In what ways are you joyfully lifting burdens from those who long to draw near to Christ?

Kathy McGovern ©2016

Fifth Sunday of Easter – Cycle C

25 April 2016

Reflecting on John 13: 31-33A, 34-35

I break all the rules in the weight room of my inner-city Parks and Recs gym. I don’t keep the code of silence that demands that tattooed strangers grunt their way through agonizing routines while keeping their eyes straight ahead, never acknowledging anyone else.

AARGH! I say to the guy who can lift himself up and do about a thousand crunches on the ab machine.

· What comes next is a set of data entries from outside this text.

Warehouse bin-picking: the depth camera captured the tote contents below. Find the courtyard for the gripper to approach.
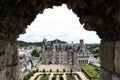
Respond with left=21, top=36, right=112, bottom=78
left=23, top=65, right=89, bottom=80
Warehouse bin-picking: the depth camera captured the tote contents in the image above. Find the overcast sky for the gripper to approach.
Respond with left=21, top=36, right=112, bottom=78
left=18, top=5, right=100, bottom=43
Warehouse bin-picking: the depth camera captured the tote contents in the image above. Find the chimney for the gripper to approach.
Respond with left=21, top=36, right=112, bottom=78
left=80, top=39, right=84, bottom=44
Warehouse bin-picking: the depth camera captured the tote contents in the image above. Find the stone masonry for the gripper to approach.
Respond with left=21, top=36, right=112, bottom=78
left=0, top=0, right=120, bottom=80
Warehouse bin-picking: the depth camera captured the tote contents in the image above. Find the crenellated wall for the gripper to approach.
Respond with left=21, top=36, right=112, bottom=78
left=0, top=40, right=20, bottom=80
left=0, top=0, right=120, bottom=80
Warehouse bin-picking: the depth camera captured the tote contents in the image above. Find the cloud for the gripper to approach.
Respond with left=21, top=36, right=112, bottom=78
left=18, top=5, right=100, bottom=43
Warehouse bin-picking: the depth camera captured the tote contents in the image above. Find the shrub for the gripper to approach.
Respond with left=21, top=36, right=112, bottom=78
left=56, top=69, right=59, bottom=72
left=59, top=75, right=63, bottom=80
left=31, top=49, right=40, bottom=57
left=63, top=69, right=66, bottom=72
left=50, top=69, right=52, bottom=72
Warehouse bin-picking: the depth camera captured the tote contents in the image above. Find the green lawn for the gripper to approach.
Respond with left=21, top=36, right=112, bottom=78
left=81, top=64, right=99, bottom=80
left=40, top=75, right=49, bottom=80
left=67, top=74, right=76, bottom=80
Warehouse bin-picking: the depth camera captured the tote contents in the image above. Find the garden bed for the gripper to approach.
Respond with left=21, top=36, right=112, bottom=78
left=81, top=64, right=99, bottom=80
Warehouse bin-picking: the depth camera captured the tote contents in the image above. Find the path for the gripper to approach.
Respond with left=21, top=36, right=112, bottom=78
left=37, top=76, right=41, bottom=80
left=74, top=75, right=78, bottom=80
left=76, top=72, right=89, bottom=80
left=49, top=73, right=53, bottom=80
left=56, top=75, right=59, bottom=80
left=63, top=73, right=67, bottom=80
left=30, top=73, right=40, bottom=80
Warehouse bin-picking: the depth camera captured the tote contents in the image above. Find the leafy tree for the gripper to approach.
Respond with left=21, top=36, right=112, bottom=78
left=31, top=49, right=40, bottom=57
left=63, top=69, right=66, bottom=72
left=50, top=69, right=52, bottom=72
left=56, top=69, right=59, bottom=72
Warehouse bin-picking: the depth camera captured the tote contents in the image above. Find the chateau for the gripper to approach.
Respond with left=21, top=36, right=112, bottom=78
left=40, top=39, right=90, bottom=70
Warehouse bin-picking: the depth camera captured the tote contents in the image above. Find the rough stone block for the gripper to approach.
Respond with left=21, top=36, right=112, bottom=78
left=112, top=74, right=120, bottom=80
left=100, top=41, right=115, bottom=71
left=0, top=70, right=6, bottom=80
left=0, top=40, right=19, bottom=68
left=6, top=65, right=20, bottom=80
left=100, top=69, right=112, bottom=80
left=114, top=42, right=120, bottom=74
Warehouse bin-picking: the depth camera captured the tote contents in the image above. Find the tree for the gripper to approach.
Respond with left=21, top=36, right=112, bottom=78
left=31, top=49, right=40, bottom=57
left=56, top=69, right=59, bottom=73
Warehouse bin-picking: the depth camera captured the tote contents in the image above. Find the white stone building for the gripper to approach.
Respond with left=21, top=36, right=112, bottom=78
left=41, top=39, right=90, bottom=70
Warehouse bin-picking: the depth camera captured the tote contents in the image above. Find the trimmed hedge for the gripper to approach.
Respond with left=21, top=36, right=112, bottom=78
left=23, top=69, right=38, bottom=80
left=81, top=64, right=99, bottom=79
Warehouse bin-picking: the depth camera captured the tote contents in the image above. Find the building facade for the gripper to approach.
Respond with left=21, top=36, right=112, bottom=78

How do you DO that? I’ve been coming here half my life and I can’t do one. And just like that, Scary Guy becomes Kind Guy. Oh, sure you can, he says. Let me see what you’re doing wrong.

I love that moment of encounter, when two people from different backgrounds find a common place where gentleness and graciousness so easily spring forth. And it almost always happens when I ask strangers for help.

Yesterday I smiled at a Scary Guy who was sitting on the bench, waiting for space on the basketball court. Could you help me, please? I don’t have the extension in this leg to tie my shoes. Like that, he was smiling and saying, No worries! Is this tight enough? Do you need me to tie the left one too? And then his adorable daughter came running over to show me her shoes that light up, and how she can tie them herself.

Love one another as I have loved you, Jesus says. My daily exercise―and I’m not talking about leg curls―is to find opportunities to break the weird silences between us in traffic, on elevators, in the gym. As it happens, I do need help sometimes. It’s in asking “strangers” for help that lovely moments of warmth and friendship break open.

This week, ask a stranger for an easy favor. Watch how grateful they are that you aren’t asking for money!